This is a human learning project, performed with the use of AI tools.
I learn best through hands-on building and experimentation. In this project, I worked with Claude Code only as a tutor. The Rust in src/ (hidden by the this commit for your convenience) is largely written by my hands, standing on the shoulders of giants through the use of PyTorch. The role of Claude was to teach me what I didn't know, or know well, about LLMs and modern NLP machine learning.
Claude provided an architecture and implementation plan for LLM training and inference, which I then implemented. Throughout the process, Claude would answer my questions (Socratically), and write unit tests after I was done to confirm that the code worked as intended.
Occasionally, I asked Claude to stub out function signatures and docs for me when we got into really new domains. I would ask for explanations of the concepts, and avoided accepting too many concepts blindly (though many I did -- I'm certainly not an ML engineer after this effort alone).
It was fun and very convenient to have an always-on, ready-when-you-are, custom tutor. I think this is the future of learning for certain people who, like me, learn well by building labs. Vibe-learning, if you will.
See PLAN.md for details about what I built.
"You don't have to be an engineer to be be a racing driver, but you do have to have Mechanical Sympathy."
- Jackie Stewart, racing driver
Mechanical sympathy is the idea that one is more effective with a tool when they understand how the tool works. The originating quote had to do with the automobile, in the context of competitive driving. But the same concept extends to any tool, from aircraft to circular saws. I believe AI, specifically LLMs and their descendents, are the Jacquard loom of knowledge work. Understanding its internal workings yields insights that are valuable in application of the tool.
As of this commit, and with very low expectations, yes it does. This model uses characters as tokens, to keep things simple. I trained it on 1000 files in the Python standard library, over 5 epochs. The average loss by the end of the final epoch was around 0.5. This was enough to produce Pythonic gibberish. For example, prompting it to complete this function:
def squares(n): return [x**2 for x in range(n)]Gets a run-on response, but which does correctly begin with the range function:
? def squares(n): return [x**2 for x in
range(3)].join(5)
if x == 0: range(1,'line'): return x*2
self.assertEqual(self.unc, self.failname)

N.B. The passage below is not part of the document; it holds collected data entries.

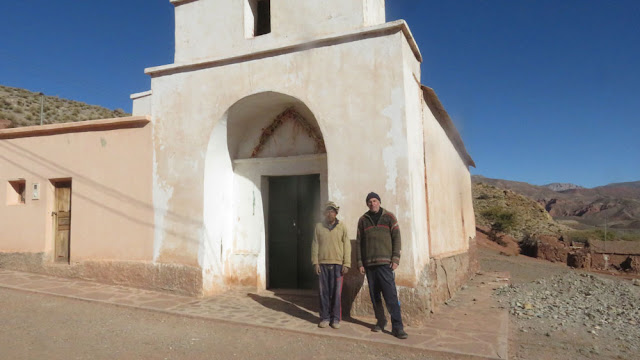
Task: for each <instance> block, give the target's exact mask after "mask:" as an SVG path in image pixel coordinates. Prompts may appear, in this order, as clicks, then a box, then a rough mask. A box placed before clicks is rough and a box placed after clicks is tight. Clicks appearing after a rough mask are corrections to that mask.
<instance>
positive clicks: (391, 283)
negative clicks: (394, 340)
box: [365, 264, 404, 330]
mask: <svg viewBox="0 0 640 360" xmlns="http://www.w3.org/2000/svg"><path fill="white" fill-rule="evenodd" d="M365 270H366V273H367V281H368V282H369V296H370V297H371V302H372V303H373V311H374V313H375V314H376V320H377V321H378V324H386V323H387V318H386V317H385V315H384V308H383V307H382V296H384V302H385V303H386V304H387V311H389V315H390V316H391V328H392V329H393V330H403V329H404V325H403V324H402V315H401V313H400V301H399V300H398V291H397V290H396V279H395V277H396V275H395V273H394V272H393V270H391V268H390V267H389V265H388V264H385V265H378V266H368V267H366V268H365ZM381 295H382V296H381Z"/></svg>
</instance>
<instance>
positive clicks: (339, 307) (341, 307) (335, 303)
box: [319, 264, 343, 322]
mask: <svg viewBox="0 0 640 360" xmlns="http://www.w3.org/2000/svg"><path fill="white" fill-rule="evenodd" d="M342 279H343V277H342V265H332V264H328V265H326V264H320V277H319V283H320V286H319V290H320V319H321V320H326V321H331V322H339V321H340V320H341V319H342Z"/></svg>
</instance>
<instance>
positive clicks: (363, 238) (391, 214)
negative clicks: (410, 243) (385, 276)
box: [356, 208, 401, 267]
mask: <svg viewBox="0 0 640 360" xmlns="http://www.w3.org/2000/svg"><path fill="white" fill-rule="evenodd" d="M380 211H382V215H381V216H380V219H379V220H378V223H377V224H375V223H374V222H373V219H371V216H369V214H368V213H365V214H364V215H362V216H361V217H360V220H358V235H357V237H356V253H357V257H358V267H360V266H376V265H384V264H390V263H391V262H394V263H396V264H398V265H399V264H400V252H401V239H400V227H399V226H398V220H397V219H396V217H395V215H393V214H392V213H391V212H389V211H386V210H385V209H383V208H380Z"/></svg>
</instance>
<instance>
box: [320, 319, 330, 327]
mask: <svg viewBox="0 0 640 360" xmlns="http://www.w3.org/2000/svg"><path fill="white" fill-rule="evenodd" d="M327 326H329V321H327V320H322V321H320V324H318V327H319V328H323V329H324V328H326V327H327Z"/></svg>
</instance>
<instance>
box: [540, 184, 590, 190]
mask: <svg viewBox="0 0 640 360" xmlns="http://www.w3.org/2000/svg"><path fill="white" fill-rule="evenodd" d="M544 187H546V188H549V189H551V190H553V191H567V190H573V189H584V188H583V187H582V186H580V185H576V184H568V183H553V184H547V185H544Z"/></svg>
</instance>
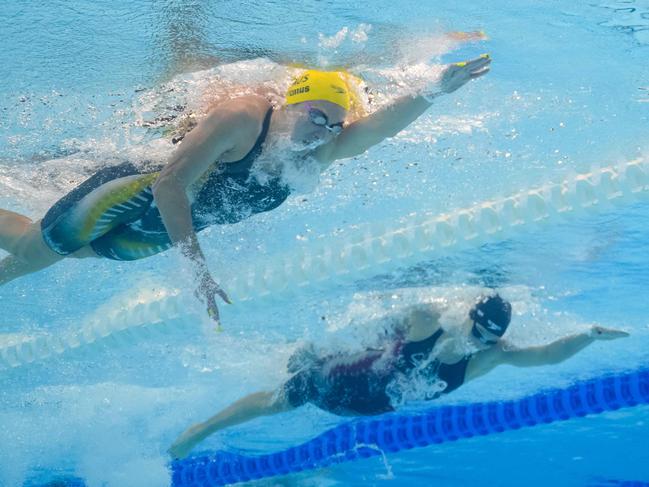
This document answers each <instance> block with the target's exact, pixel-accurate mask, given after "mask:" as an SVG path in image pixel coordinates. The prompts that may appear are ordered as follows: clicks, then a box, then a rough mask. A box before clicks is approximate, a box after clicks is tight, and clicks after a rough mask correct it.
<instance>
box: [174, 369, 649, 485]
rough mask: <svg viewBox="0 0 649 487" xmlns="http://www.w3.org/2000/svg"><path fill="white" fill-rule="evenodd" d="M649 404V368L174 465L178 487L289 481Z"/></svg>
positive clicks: (346, 427)
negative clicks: (263, 450) (461, 441)
mask: <svg viewBox="0 0 649 487" xmlns="http://www.w3.org/2000/svg"><path fill="white" fill-rule="evenodd" d="M648 403H649V368H642V369H639V370H637V371H635V372H628V373H622V374H616V375H607V376H603V377H597V378H594V379H590V380H585V381H580V382H577V383H576V384H574V385H572V386H570V387H567V388H564V389H549V390H546V391H542V392H539V393H537V394H534V395H531V396H528V397H524V398H522V399H516V400H509V401H493V402H485V403H475V404H466V405H458V406H443V407H435V408H431V409H429V410H428V411H426V412H423V413H419V414H398V413H391V414H386V415H383V416H378V417H376V418H373V419H359V420H354V421H350V422H347V423H344V424H341V425H339V426H336V427H334V428H331V429H329V430H328V431H326V432H324V433H322V434H321V435H318V436H317V437H315V438H313V439H312V440H310V441H307V442H306V443H303V444H301V445H298V446H295V447H292V448H288V449H286V450H283V451H279V452H276V453H269V454H266V455H257V456H248V455H241V454H238V453H231V452H217V453H215V454H208V455H201V456H197V457H192V458H189V459H185V460H180V461H174V462H172V463H171V464H170V468H171V471H172V485H173V487H212V486H220V485H225V484H232V483H235V482H245V481H250V480H255V479H261V478H267V477H273V476H277V475H286V474H289V473H293V472H301V471H304V470H312V469H317V468H322V467H326V466H329V465H333V464H337V463H343V462H349V461H353V460H358V459H363V458H369V457H373V456H377V455H384V454H385V453H393V452H398V451H401V450H409V449H412V448H421V447H425V446H429V445H432V444H439V443H444V442H448V441H456V440H459V439H462V438H471V437H473V436H484V435H491V434H494V433H501V432H503V431H508V430H516V429H519V428H526V427H530V426H535V425H537V424H544V423H552V422H554V421H564V420H568V419H572V418H576V417H581V416H586V415H588V414H600V413H603V412H605V411H613V410H616V409H620V408H628V407H634V406H637V405H639V404H648Z"/></svg>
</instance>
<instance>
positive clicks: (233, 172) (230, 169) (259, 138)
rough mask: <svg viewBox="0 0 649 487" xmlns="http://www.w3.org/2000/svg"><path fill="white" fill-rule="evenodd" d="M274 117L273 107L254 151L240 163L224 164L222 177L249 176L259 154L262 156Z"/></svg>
mask: <svg viewBox="0 0 649 487" xmlns="http://www.w3.org/2000/svg"><path fill="white" fill-rule="evenodd" d="M272 115H273V109H272V107H271V108H269V109H268V111H267V112H266V116H265V117H264V123H263V125H262V127H261V132H260V133H259V137H257V140H256V142H255V145H253V146H252V149H250V150H249V151H248V153H247V154H246V155H245V156H243V158H242V159H239V160H238V161H235V162H228V163H225V164H223V172H220V173H219V174H220V175H226V176H229V175H235V174H236V175H241V174H245V175H246V177H247V176H248V174H250V169H251V168H252V165H253V163H254V162H255V160H256V159H257V157H259V154H261V150H262V145H263V144H264V142H265V141H266V136H267V135H268V129H269V127H270V118H271V116H272Z"/></svg>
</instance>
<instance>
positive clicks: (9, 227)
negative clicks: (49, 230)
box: [0, 210, 63, 285]
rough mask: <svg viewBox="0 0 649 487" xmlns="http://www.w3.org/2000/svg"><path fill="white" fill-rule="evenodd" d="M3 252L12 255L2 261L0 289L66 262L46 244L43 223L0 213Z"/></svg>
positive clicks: (0, 267) (17, 216) (2, 246)
mask: <svg viewBox="0 0 649 487" xmlns="http://www.w3.org/2000/svg"><path fill="white" fill-rule="evenodd" d="M0 248H2V249H3V250H6V251H7V252H9V253H10V254H11V255H10V256H8V257H5V258H4V259H2V260H1V261H0V285H2V284H6V283H7V282H9V281H12V280H14V279H16V278H18V277H21V276H24V275H26V274H31V273H32V272H36V271H38V270H41V269H44V268H45V267H49V266H51V265H52V264H55V263H56V262H58V261H59V260H61V259H62V258H63V256H62V255H59V254H57V253H56V252H54V251H53V250H52V249H50V248H49V247H48V246H47V245H46V244H45V242H44V241H43V237H42V235H41V228H40V222H33V221H32V220H31V219H29V218H27V217H26V216H23V215H20V214H18V213H14V212H13V211H8V210H0Z"/></svg>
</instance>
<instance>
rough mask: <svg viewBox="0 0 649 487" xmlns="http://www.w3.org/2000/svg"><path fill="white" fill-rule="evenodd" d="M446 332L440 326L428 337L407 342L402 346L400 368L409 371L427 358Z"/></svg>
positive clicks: (407, 371)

self.assertEqual(self.unc, x*2 -0)
self.assertEqual(self.unc, self.loads(decoded))
self.assertEqual(self.unc, self.loads(decoded))
self.assertEqual(self.unc, self.loads(decoded))
self.assertRaises(StopIteration, self.fail, decoded)
self.assertRaises(StopIteration, self.decoded, [1, 2, 2, 3, 4, 4, 4,
2, 2, *,3,
NoNaNAN,
-1, 5, -6, -6,
-1, 6, -13,
-1, 5, | -13,
-1, 6, -14, 15, -16, 1,
#-1,52 :9, 16,
#-1.118,16,'70>20',1-16,16,17,p0,26,T-1,+19-11,0:12.12
-1.19 EARM
(-1,2), -1)
self.assertRaises(StopIteration, self.esc)
self.assertRaises(ZeroDivisionError, self.decoded, [-1,2,1)]
self.assertRaises(StopIteration, self.decoded, [1,2, 3, (2,3, (2,6)])
self.assertRaises(ZeroDivisionError, self.decoded)
self.assertRaises(PermissionError, self.decoded)
del 0
self.assertRaises(ZeroDivisionError, decoded)
self.assertRaises(KeyError, decoded, [1,2,3,[4,5,6,6,7,9,110,110,20,2,20,4,6,4,a10,10,20,0,2.0,"a1",20,2~A)
self.assertRaises(KeyError, decoded, [2,2,2,3,[3,5,6,6,6,10,2,3,2,2]]])
self.assertRaises(KeyError, decoded, [[b,+10,2,-8,20,-1,4,20]],
b'abc=%d' , decoded, [b, 3,.2], b], decoded, decoded, (x,2), decoded)
self.assertRaises(ZeroDivisionError, decoded, [],])
self.assertEqual(decoded, od, {1:2:2, * 1:4, 2:3, 9}, decoded,
(1:2, 1, 1, *[], 6, 1, 0, 2, -1], decoded, 11), decoded),
(1:2, 1, (2:3, 1, -1, False, 1:3, False),
(3, 1, 6, 1, 2), decoded, index),
(1:2, 1, 12),
([(2, 2, :2, 3, "false", 5, EN", No=[]], decoded, decoded]),
[(1, 2, 3, "false", 13, ", 2),
]:
end = end.end
self.assertEqual(_end, {"false": "nan"}) # httest beginnned int
?
I have not taken the test yet. I'll ask my professor when it will be. ;)
I think you can start with the Markdown here. You might want to customize it, or have your preferred agent do so. Changing the agent or language should be easy enough. You could really change anything about this, I just shared what my inputs were so you can see what worked for me.